7. Deployment and Monitoring
Process explanation:
Once the model performs well, we can deploy it for real-time predictions. We’ll create a simple function that takes input features and outputs a predicted house price. In production, this function could be part of a web app where users enter details about a house and get a price estimate.
# Define a prediction function for new data
def predict_price(square_feet, bedrooms, year_built):
age_of_house = current_year - year_built
# Create a DataFrame with the same structure as the training data
input_features = pd.DataFrame([[square_feet, bedrooms, age_of_house]], columns=['square_feet', 'bedrooms', 'age_of_house'])

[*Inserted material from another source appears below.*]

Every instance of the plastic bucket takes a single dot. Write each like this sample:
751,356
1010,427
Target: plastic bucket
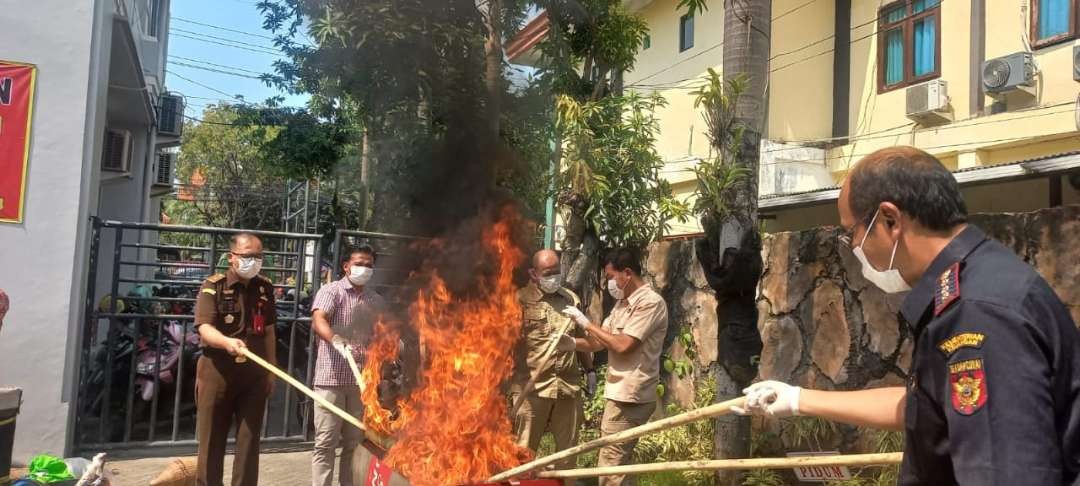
10,401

# Scale the input features to match the training data
input_features_scaled = scaler.transform(input_features)
predicted_price = rf_model.predict(input_features_scaled)
return predicted_price[0]
# Example prediction
example_prediction = predict_price(2000, 3, 2010)
print("\nPredicted House Price for a 2000 sq ft, 3-bedroom house built in 2010:", example_prediction)
Result Explanation:
The function predict_price allows us to input features and receive a predicted price. Monitoring would involve tracking the accuracy of predictions over time and updating the model as new data becomes available.
Summary
- Data Collection: We gathered a dataset of house prices and related features.
- Data Cleaning: We handled missing values and removed duplicates.
- EDA: We visualized relationships and calculated correlations.
- Feature Engineering: We created a new feature, “age of house”.
- Model Building: We trained a linear regression model to predict prices.
- Model Evaluation: We assessed model performance using MAE and R².
- Deployment: We created a function for real-time predictions.
This workflow demonstrates each step in a data science project, from data gathering to deployment, with code to reflect each process.